BPt.EvalResults.subset_by#

EvalResults.subset_by(group, dataset=None, decode_values=True)[source]#

Generate instances of EvalResultsSubset based on subsets of subjects based on different unique groups.

This method is used to analyze results as broken down by the different unique groups of a column in the passed Dataset.

Note that the train subjects in resulting breakdown will not change, that only the validation sets will be split by group.

Parameters
groupstr

The name of a column within the passed dataset that defines the different subsets of subjects. This column must be categorical and have no missing values.

datasetDataset

The instance of Dataset originally passed to evaluate().

Note

If a different dataset is passed, then unexpected behavior may occur.

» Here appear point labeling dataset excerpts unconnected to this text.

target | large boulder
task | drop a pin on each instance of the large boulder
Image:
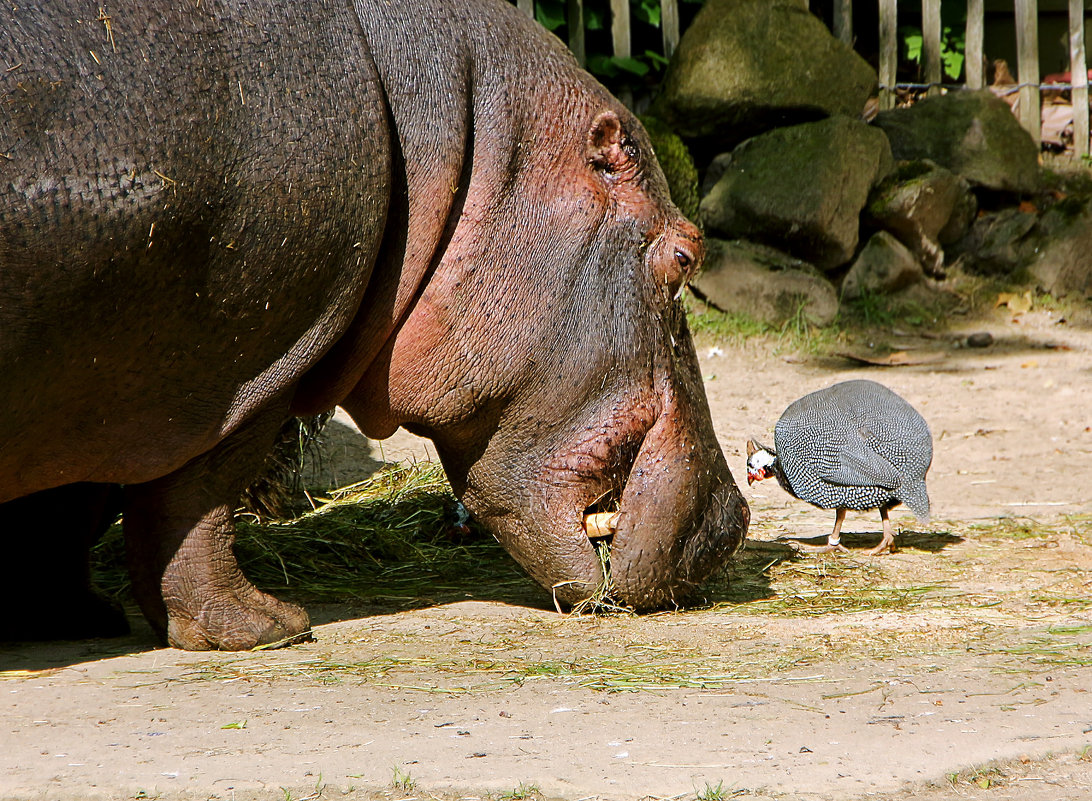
(972, 133)
(883, 266)
(747, 278)
(1063, 259)
(746, 66)
(800, 189)
(925, 206)
(1000, 243)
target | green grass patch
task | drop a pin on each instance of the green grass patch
(390, 542)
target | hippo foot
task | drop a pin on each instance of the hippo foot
(234, 620)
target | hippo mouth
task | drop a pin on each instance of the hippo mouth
(645, 529)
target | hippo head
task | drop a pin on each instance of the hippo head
(548, 358)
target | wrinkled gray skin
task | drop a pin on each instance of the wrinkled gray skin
(422, 211)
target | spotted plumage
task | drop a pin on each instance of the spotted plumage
(853, 445)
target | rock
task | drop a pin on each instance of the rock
(999, 243)
(746, 66)
(972, 133)
(800, 189)
(714, 172)
(980, 339)
(883, 266)
(916, 203)
(677, 165)
(746, 278)
(1063, 262)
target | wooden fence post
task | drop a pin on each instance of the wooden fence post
(930, 45)
(889, 51)
(843, 21)
(1028, 67)
(669, 25)
(1079, 78)
(576, 20)
(975, 56)
(620, 36)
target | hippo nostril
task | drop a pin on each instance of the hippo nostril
(601, 518)
(684, 260)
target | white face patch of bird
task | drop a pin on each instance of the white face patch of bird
(759, 465)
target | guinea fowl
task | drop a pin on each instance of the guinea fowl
(853, 445)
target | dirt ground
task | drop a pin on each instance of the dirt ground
(958, 667)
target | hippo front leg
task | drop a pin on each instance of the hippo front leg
(179, 530)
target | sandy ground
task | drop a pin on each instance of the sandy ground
(980, 689)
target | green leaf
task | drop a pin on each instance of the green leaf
(602, 66)
(656, 59)
(648, 11)
(549, 14)
(631, 66)
(594, 20)
(913, 43)
(953, 63)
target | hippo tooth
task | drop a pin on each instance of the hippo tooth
(601, 524)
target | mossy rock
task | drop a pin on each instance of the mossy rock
(800, 189)
(677, 164)
(972, 133)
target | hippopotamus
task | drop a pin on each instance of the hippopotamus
(217, 215)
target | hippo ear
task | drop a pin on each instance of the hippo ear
(609, 147)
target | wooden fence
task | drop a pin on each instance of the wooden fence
(619, 25)
(1029, 106)
(1028, 74)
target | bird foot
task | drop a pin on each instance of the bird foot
(829, 548)
(883, 547)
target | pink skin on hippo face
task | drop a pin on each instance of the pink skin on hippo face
(595, 395)
(462, 234)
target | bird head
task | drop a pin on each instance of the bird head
(760, 462)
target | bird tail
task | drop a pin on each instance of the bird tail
(916, 499)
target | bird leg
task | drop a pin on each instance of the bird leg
(834, 540)
(888, 541)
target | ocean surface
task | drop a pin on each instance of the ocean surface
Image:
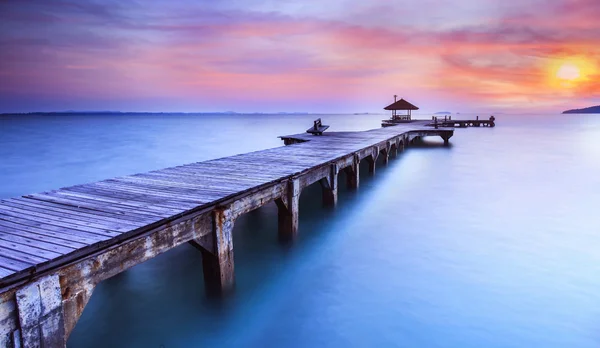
(491, 242)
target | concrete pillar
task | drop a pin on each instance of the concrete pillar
(372, 159)
(329, 187)
(446, 139)
(288, 207)
(40, 311)
(386, 153)
(353, 173)
(218, 266)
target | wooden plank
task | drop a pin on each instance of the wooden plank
(66, 218)
(5, 214)
(4, 272)
(12, 264)
(60, 208)
(22, 257)
(100, 200)
(53, 231)
(201, 195)
(143, 202)
(86, 203)
(49, 237)
(16, 237)
(28, 249)
(196, 196)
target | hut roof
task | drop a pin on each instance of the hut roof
(401, 105)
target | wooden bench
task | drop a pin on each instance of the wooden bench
(318, 128)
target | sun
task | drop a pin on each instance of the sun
(568, 71)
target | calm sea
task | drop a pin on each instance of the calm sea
(492, 242)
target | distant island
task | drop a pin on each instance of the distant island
(590, 110)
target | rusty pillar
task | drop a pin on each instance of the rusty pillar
(218, 267)
(372, 159)
(446, 138)
(329, 187)
(41, 316)
(353, 173)
(288, 206)
(386, 153)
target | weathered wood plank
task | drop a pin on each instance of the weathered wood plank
(20, 256)
(25, 238)
(5, 214)
(67, 218)
(32, 250)
(61, 236)
(13, 264)
(80, 213)
(89, 204)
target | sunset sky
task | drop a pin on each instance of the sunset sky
(299, 55)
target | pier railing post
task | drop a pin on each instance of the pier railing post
(353, 173)
(40, 310)
(218, 267)
(288, 210)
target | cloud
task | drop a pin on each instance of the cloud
(201, 53)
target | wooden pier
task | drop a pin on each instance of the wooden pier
(56, 246)
(449, 122)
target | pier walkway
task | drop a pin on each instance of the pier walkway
(56, 246)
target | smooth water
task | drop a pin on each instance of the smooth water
(492, 242)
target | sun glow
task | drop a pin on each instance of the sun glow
(570, 72)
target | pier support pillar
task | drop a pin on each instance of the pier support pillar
(288, 206)
(372, 159)
(329, 186)
(446, 138)
(386, 153)
(353, 174)
(218, 266)
(40, 311)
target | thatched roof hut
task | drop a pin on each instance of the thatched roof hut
(401, 105)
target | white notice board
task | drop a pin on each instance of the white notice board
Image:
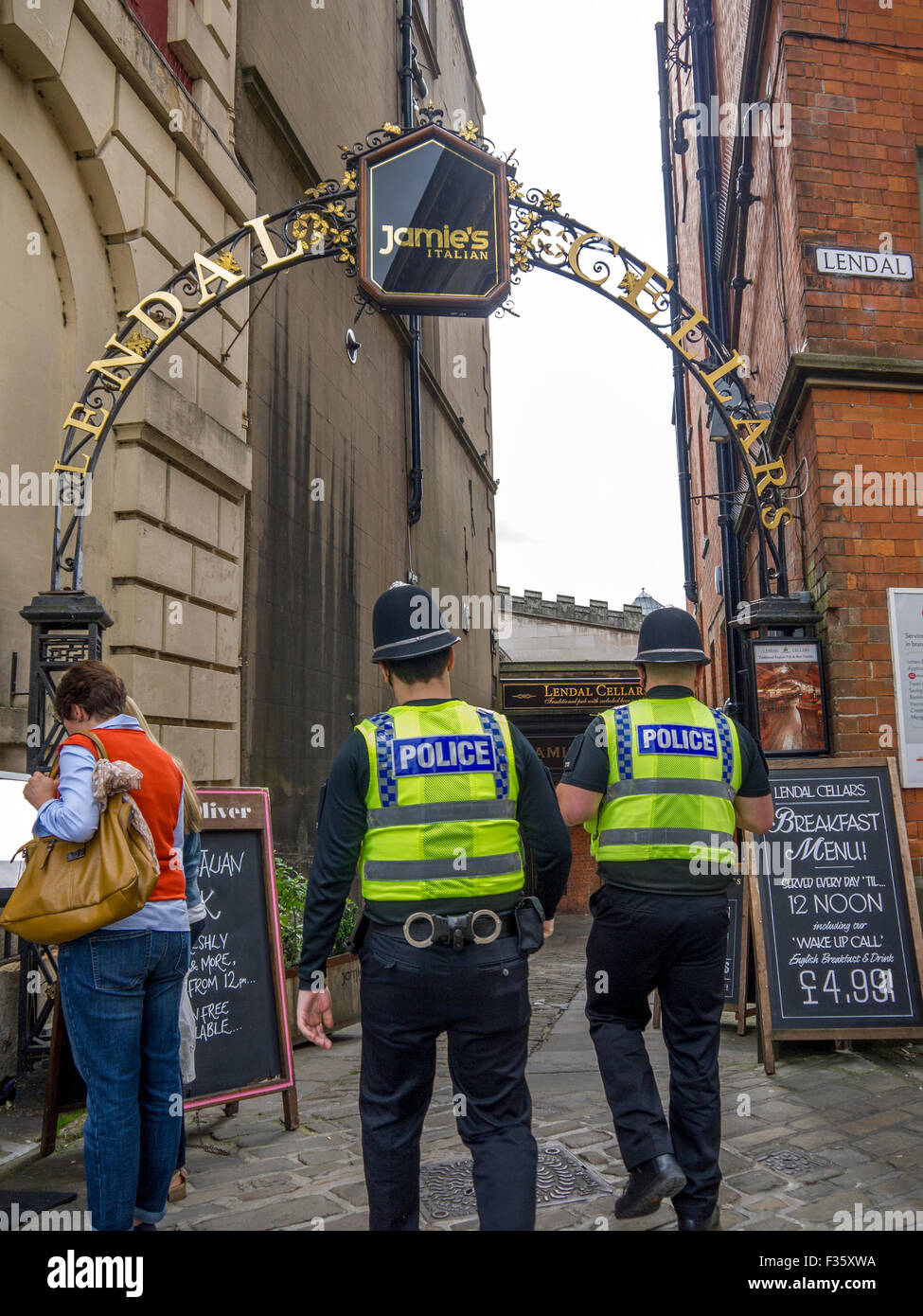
(905, 618)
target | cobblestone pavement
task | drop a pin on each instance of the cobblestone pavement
(845, 1130)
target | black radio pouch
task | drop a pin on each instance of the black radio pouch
(529, 917)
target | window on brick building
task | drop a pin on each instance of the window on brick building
(154, 17)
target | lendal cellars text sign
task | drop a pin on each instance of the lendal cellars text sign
(836, 928)
(569, 694)
(434, 232)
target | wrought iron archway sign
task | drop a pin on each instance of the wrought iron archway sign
(326, 223)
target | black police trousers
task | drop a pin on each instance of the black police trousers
(678, 945)
(479, 998)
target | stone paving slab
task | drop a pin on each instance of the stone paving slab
(859, 1113)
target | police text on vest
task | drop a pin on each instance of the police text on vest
(677, 739)
(424, 756)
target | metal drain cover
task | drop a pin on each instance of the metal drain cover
(787, 1161)
(447, 1188)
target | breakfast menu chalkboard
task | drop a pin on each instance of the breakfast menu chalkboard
(236, 975)
(835, 917)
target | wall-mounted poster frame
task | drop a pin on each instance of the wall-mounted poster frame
(789, 687)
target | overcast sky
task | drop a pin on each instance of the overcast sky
(583, 448)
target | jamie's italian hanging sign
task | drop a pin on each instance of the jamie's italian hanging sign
(434, 230)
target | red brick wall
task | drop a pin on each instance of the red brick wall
(848, 176)
(855, 554)
(582, 880)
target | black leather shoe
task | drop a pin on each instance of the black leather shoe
(648, 1184)
(713, 1221)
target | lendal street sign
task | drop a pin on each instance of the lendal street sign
(435, 226)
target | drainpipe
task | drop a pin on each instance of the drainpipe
(415, 503)
(708, 178)
(678, 370)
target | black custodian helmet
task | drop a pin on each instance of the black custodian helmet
(406, 623)
(670, 634)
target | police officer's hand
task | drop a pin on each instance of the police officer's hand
(315, 1013)
(40, 789)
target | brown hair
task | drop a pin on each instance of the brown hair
(94, 685)
(191, 807)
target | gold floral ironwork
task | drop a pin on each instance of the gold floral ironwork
(228, 262)
(137, 343)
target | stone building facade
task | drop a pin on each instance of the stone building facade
(835, 357)
(118, 164)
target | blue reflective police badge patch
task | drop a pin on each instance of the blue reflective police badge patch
(425, 756)
(677, 739)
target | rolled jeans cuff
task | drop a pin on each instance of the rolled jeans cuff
(149, 1218)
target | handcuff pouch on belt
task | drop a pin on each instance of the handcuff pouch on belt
(529, 918)
(454, 930)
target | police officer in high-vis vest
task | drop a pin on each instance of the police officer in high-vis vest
(432, 799)
(660, 785)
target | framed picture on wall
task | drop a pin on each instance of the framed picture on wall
(788, 677)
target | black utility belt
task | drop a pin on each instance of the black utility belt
(454, 930)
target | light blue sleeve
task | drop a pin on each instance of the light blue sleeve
(74, 816)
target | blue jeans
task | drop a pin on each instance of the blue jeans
(120, 994)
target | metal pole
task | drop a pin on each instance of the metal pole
(708, 178)
(678, 370)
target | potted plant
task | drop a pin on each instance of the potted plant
(343, 968)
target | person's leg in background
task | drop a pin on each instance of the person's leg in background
(161, 1093)
(691, 1001)
(101, 982)
(488, 1042)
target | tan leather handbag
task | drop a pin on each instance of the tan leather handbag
(73, 887)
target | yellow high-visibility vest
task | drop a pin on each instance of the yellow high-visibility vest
(674, 768)
(441, 804)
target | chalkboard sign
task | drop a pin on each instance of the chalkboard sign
(236, 975)
(733, 965)
(836, 924)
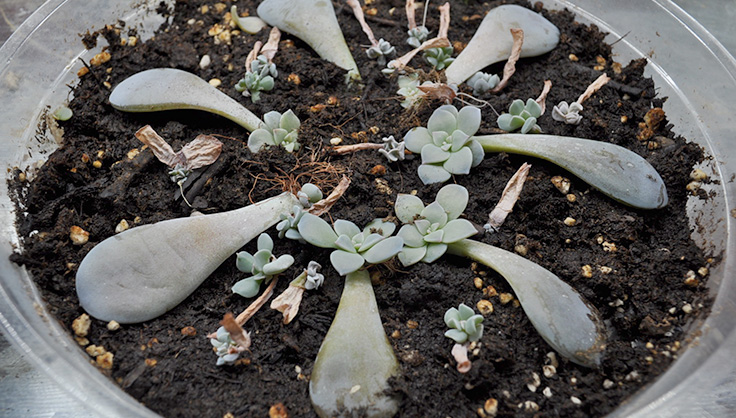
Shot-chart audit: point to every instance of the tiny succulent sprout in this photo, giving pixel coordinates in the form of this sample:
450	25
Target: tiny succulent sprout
179	174
439	58
409	89
427	231
262	265
465	325
287	227
380	51
417	36
521	116
309	195
314	278
260	77
570	114
446	145
483	82
392	149
62	113
226	348
277	129
353	247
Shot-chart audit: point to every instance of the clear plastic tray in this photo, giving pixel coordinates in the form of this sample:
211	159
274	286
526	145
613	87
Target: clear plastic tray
687	63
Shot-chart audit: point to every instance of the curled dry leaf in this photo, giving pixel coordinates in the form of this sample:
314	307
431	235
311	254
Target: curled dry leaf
358	12
272	45
203	150
237	333
510	68
594	87
508	198
460	353
543	96
288	302
324	205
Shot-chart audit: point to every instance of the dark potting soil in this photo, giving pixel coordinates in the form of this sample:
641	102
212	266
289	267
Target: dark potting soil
630	264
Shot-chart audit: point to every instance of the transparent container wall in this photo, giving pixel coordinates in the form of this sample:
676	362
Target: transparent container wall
687	64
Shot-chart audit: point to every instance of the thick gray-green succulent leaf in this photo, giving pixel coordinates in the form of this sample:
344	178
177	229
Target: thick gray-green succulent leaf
161	89
566	321
428	230
314	22
616	171
355	362
446	145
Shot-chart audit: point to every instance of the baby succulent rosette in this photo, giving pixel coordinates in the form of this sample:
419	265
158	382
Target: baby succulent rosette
427	231
446	145
353	247
262	265
465	325
277	129
522	117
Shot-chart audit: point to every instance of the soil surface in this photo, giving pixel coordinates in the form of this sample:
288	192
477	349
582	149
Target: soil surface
631	264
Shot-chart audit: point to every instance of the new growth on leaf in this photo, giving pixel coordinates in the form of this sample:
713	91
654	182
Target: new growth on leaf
465	325
446	145
392	149
521	117
353	247
427	231
277	129
262	265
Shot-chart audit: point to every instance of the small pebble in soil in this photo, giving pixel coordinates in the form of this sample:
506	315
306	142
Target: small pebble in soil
586	271
121	226
81	325
485	307
561	183
105	361
278	411
505	298
188	331
95	350
78	235
698	175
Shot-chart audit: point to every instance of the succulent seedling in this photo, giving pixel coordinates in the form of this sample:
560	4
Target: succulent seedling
521	117
446	145
277	129
262	265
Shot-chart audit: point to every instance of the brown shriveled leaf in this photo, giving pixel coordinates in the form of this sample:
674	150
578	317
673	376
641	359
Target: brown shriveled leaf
509	197
439	91
411	14
237	333
288	302
204	150
460	353
543	96
161	149
252	55
256	304
510	68
324	205
358	12
594	87
272	45
403	61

If left as default=None, then will try to use a shallow copy of the dataset passed to the original evaluate call (assuming evaluate was run with store_data_ref=True).
default = None
decode_valuesbool

If the original values of the group column were encoded via a Dataset function, this if True, this function will try to represent values by their original name rather than the name used internally. If False, then the internal ordinal number value will be used.

default = True
Returns
subsetsdict of EvalResultsSubset
Returns a dictionary of EvalResultsSubset, where keys are generated as a representation of the value stored for each unique group. If decode_values is True, then these values are the original names otherwise they are the internal names.
Saved under each key is an instance of EvalResultsSubset, which can be treated the same as an instance of EvalResults, except it has a subset of values for val_subjects, and different preds and scores representing this subset.